In the PP cohort (87 patients remaining adherent to assigned pacing: 39 myPACE, 48 usual care), stronger results were observed:
– Event accrual: 5 events in myPACE vs 31 in usual care (LWYY 0.16, 95% CI 0.04-0.67, P=0.01).
– Event-free survival HR was 0.30 (95% CI 0.11-0.80, P=0.02).
These clinical benefits were mainly driven by reduced heart failure-related adverse events, such as hospitalizations and urgent visits. The mean age of patients was 74 (±10) years, with 55% male participants. Safety profiles were comparable, with no new safety signals observed.
Expert Commentary
The myPACE trial provides compelling preliminary evidence that personalizing pacing rates above the conventional 60 bpm threshold can favorably influence clinical outcomes in HFpEF patients equipped with physiologic pacemakers. Given the pathophysiology of chronotropic incompetence in HFpEF, improved heart rate responsiveness through accelerated pacing is biologically plausible and mechanistically sound.
However, the lack of statistical significance in the ITT analysis suggests caution in generalizing these findings without confirmation in larger, multicenter randomized controlled trials.
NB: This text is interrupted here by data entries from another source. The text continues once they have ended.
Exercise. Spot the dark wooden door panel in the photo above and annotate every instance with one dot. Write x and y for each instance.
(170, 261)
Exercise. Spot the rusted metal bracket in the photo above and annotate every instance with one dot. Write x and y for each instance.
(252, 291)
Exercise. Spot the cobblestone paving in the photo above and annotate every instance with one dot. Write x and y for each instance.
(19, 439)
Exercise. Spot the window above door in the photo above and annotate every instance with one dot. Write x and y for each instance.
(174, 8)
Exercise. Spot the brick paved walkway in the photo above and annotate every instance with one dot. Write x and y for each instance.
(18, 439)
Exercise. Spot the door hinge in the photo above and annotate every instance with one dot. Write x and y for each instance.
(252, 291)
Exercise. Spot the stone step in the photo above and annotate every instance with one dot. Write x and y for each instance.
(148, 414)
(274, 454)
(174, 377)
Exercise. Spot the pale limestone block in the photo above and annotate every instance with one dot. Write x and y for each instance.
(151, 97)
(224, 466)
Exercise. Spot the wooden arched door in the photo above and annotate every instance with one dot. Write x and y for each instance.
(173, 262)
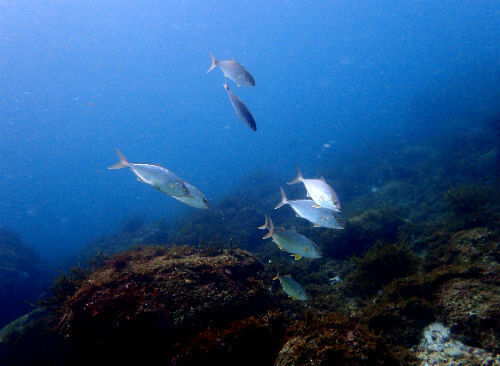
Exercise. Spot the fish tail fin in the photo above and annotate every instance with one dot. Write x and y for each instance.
(266, 224)
(123, 163)
(213, 64)
(271, 226)
(284, 200)
(299, 177)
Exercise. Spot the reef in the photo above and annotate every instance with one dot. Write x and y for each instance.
(334, 340)
(135, 231)
(153, 302)
(459, 286)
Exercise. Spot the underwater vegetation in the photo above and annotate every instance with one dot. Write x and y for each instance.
(381, 264)
(135, 231)
(334, 340)
(470, 205)
(421, 245)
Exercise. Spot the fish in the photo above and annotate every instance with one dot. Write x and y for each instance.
(292, 288)
(320, 217)
(233, 71)
(241, 109)
(291, 241)
(319, 191)
(195, 199)
(155, 175)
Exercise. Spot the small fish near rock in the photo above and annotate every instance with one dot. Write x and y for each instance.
(291, 241)
(292, 288)
(241, 109)
(233, 71)
(163, 180)
(318, 216)
(319, 191)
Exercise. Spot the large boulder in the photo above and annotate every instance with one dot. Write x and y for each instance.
(173, 306)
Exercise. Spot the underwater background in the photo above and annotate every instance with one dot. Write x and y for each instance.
(396, 104)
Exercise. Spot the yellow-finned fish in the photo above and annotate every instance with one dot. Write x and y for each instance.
(233, 71)
(163, 180)
(319, 216)
(291, 241)
(319, 191)
(241, 109)
(292, 288)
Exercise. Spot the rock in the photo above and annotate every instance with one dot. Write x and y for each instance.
(173, 306)
(472, 309)
(438, 348)
(334, 340)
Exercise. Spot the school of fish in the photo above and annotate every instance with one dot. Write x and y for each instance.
(321, 207)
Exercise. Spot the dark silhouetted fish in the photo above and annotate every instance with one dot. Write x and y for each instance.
(241, 109)
(233, 71)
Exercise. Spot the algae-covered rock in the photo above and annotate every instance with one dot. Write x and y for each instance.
(471, 308)
(134, 232)
(437, 347)
(334, 340)
(157, 304)
(364, 230)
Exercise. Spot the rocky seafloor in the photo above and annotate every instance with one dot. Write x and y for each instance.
(413, 279)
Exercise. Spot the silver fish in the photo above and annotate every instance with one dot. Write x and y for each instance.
(291, 241)
(155, 175)
(292, 288)
(319, 191)
(241, 109)
(320, 217)
(195, 199)
(233, 71)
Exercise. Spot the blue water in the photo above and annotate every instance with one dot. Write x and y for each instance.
(80, 78)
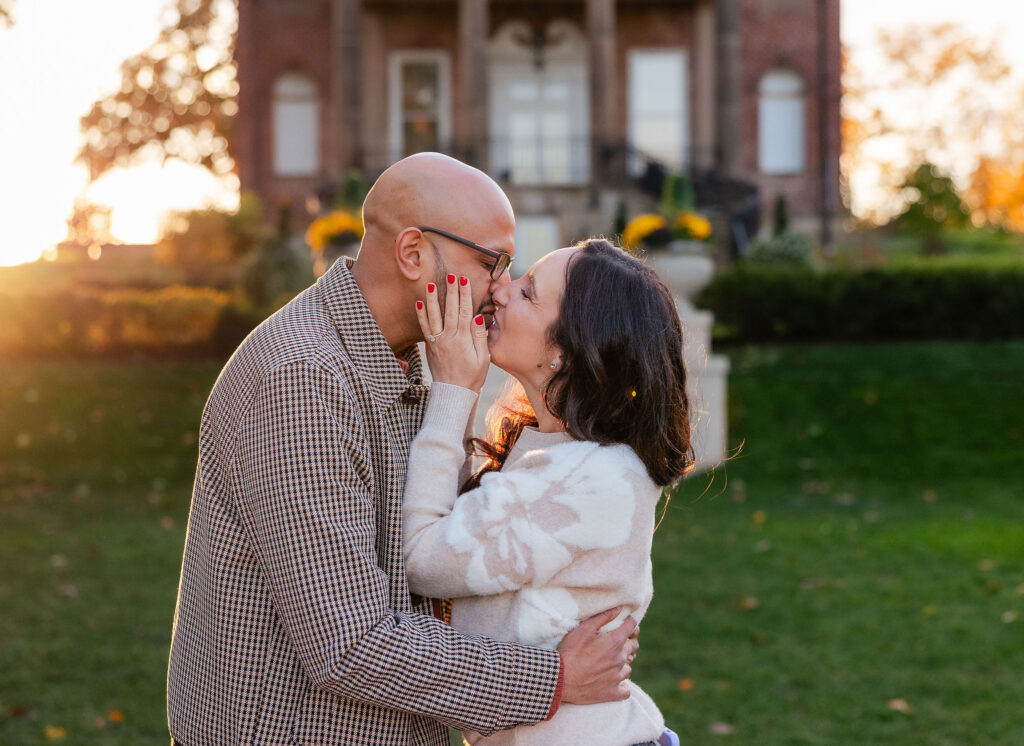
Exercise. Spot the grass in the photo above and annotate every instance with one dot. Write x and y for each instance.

Adherence to pacing strategy emerged as a critical determinant of benefit, underscoring the importance of patient selection and management. Potential biases related to the open-label nature of the follow-up phase and single-center design should also be considered.
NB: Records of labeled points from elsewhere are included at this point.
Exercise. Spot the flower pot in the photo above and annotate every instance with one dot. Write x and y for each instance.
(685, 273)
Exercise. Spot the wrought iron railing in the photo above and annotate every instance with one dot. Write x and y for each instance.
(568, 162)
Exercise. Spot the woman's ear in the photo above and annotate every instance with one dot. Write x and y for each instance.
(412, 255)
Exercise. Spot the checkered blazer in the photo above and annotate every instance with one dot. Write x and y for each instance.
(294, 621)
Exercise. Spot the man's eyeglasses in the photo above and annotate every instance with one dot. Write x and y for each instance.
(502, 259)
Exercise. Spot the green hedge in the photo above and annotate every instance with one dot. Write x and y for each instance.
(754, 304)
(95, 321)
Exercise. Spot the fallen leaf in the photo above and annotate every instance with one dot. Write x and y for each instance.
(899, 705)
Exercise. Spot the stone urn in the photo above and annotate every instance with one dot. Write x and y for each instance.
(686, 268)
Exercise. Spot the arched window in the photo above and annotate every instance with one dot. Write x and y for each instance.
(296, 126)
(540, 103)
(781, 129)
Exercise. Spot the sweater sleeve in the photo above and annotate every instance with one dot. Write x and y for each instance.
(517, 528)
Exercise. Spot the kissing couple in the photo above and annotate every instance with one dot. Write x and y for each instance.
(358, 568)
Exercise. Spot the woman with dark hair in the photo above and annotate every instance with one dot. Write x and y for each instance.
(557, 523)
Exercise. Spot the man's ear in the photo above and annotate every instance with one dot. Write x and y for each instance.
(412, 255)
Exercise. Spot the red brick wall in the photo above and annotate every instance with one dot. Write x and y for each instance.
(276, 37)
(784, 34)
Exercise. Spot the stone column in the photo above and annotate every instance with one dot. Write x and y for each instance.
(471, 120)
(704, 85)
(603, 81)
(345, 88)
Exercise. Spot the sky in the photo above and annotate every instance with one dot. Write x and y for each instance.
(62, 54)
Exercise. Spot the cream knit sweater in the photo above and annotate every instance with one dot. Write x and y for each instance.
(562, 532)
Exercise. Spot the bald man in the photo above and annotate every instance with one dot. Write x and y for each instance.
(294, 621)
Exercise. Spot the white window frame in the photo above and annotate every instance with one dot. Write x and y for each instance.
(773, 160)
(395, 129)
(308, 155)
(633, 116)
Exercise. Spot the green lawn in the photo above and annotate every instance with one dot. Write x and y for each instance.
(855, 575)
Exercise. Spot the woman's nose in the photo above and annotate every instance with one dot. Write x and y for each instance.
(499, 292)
Current HF guidelines for HFpEF do not address pacing rate optimization, but this study suggests a novel therapeutic target warranting further exploration. Additional studies examining quality of life, functional capacity, and long-term mortality endpoints would be valuable.
Conclusion
Personalized accelerated physiologic pacing represents a promising intervention to reduce adverse clinical events and extend event-free survival in HFpEF patients with physiologic pacemakers. While the intention-to-treat results did not achieve statistical significance, per-protocol analyses showed significant clinical benefits primarily by reducing heart failure-related complications. These findings are hypothesis-generating and support further validation in larger, multicenter clinical trials to establish pacing rate personalization as a new standard of care in this challenging population.
References
Infeld M, Cyr J, Novelli AE, Rawlings R, Wahlberg K, Plante TB, de Lavallaz JDF, Habel N, Lustgarten DL, Meyer M. Clinical Outcomes With Personalized Accelerated Physiologic Pacing in Heart Failure With Preserved Ejection Fraction: Follow-up of the myPACE Trial. JAMA Cardiol. 2025 Aug 27:e252827. doi:10.1001/jamacardio.2025.2827. Epub ahead of print. PMID: 40864451; PMCID: PMC12392142.
Additional supporting literature:
– Shah SJ, Borlaug BA, Kitzman DW, et al. Phenotype-specific treatment of heart failure with preserved ejection fraction: a multiorgan roadmap. Circulation. 2016;134(1):73-90.
– Reddy YNV, Carter RE, Obokata M, Redfield MM, Borlaug BA. A Simple, Evidence-Based Approach to Help Guide Diagnosis of Heart Failure with Preserved Ejection Fraction. Circulation. 2018;138(9):861-870.